Gálan e Curtis III (1991) concluíram em trabalho realizado com diferentes
sorotipos de Salmonella, incluindo Salmonella Enteritidis, que os sorotipos que não
28
possuíam o gene invA foram incapazes de expressar invABC e foram deficientes
para invadir células de mamíferos (Henle-407), indicando que o “operon” invABC
teve um papel importante na invasão em células epiteliais. O gene invA é o primeiro
no “operon”, onde os genes invA, -B e -C estão arranjados na mesma unidade
transcricional e o gene invD está localizado em uma unidade transcricional diferente
(GALÁN et al., 1992).
Galán e colaboradores (1992) conceituaram que a função do gene invA foi a
de aumentar a capacidade de invasão de Salmonella Typhimurium em células
epitelias. Os autores concluiram que ele foi essencial para a invasão fenotípica, pois
mutantes deste gene foram deficientes na invasão de células epiteliais,
demonstrando que a proteína InvA faz parte de uma família de proteínas, as quais
possuem a função de transportar proteínas específicas através da membrana
celular bacteriana.
Rahn e pesquisadores (1992) utilizaram o gene invA na reação da PCR, e
constataram que ele pode ser usado para diferenciar Salmonella sp. de outros
microorganismos, pois a seqüência de nucleotídeos contida neste gene estava
presente e era única para as 630 amostras Salmonella pertencentes a 100
diferentes sorotipos. Porém duas amostras de Salmonella Litchfield e duas de
Salmonella Sentfenberg foram negativas para a presença deste gene.
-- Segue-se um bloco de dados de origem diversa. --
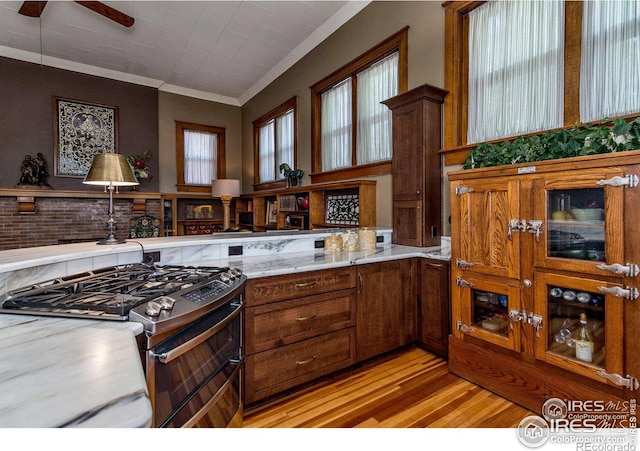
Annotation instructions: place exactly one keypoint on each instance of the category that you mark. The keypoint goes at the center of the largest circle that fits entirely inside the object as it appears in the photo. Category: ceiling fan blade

Amostras de Salmonella Typhimurium mutantes para os genes invA e invG
diminuiram a capacidade destas amostras em invadir células MDCK (Madin-Darby
Canine Kidney) (CLARK et al., 1996). Porter e Curtis III (1997) realizaram mutações
nos genes invA, invB e invC de Salmonella Enteritidis e Salmonella Typhimurium e
constataram uma redução na virulência oral e na colonização da parede do íleo e
baço em pintinhos de um dia de vida. Eles também testaram estes mutantes
29
intraperitonealmente e não obtiveram efeito na virulência, suportando a idéia de que
Salmonella tenha múltiplos fatores de virulência, alguns dos quais funcionando em
nível de pós-invasão.
Um nível de regulação na invasão de células eucarióticas que não requer
síntese de proteínas e sim contato do organismo com a célula do hospedeiro foi
demontrado por Ginochio et al. (1994). O contato celular resultou em estruturas
supramoleculares na superfície da membrana celular de Salmonella Typhimurium,
as quais foram diferentes dos flagelos ou “pilli”. Os autores demonstraram que a
agregação, a perda ou retração dessas estruturas foi necessária para a
internalização da bactéria em cultura de células epiteliais, pois mutantes de
Salmonella deficientes na formação transitória dessas estruturas foram incapazes de
invadir as mesmas, demonstrando que estas estruturas tiveram um papel na
interação entre a bactéria e as células do organismo hospedeiro. Eles encontraram
dois fenótipos: o primeiro onde mutações nos genes invG e invC resultaram em
organismos que falharam na agregação dos apêndices, e o segundo no qual cepas
mutantes no invA e invE, resultaram em organismos que agregaram as estruturas,
porém falharam na hora de recolher ou desprender as mesmas em incubação com
células epiteliais. Mais de vinte proteínas do sistema de secreção tipo III codificado
pela SPI-1 fazem parte da formação dessas estruturas de superfície da membrana
celular, as quais são essenciais para invadir tanto células M quanto células epiteliais
(PLANO et al., 2001; ZHOU, GALÁN 2001). A proteína InvA faz parte do sistema
funcional de secreção tipo III (MECSAS, STRAUSS, 1996; PLANO et al., 2001)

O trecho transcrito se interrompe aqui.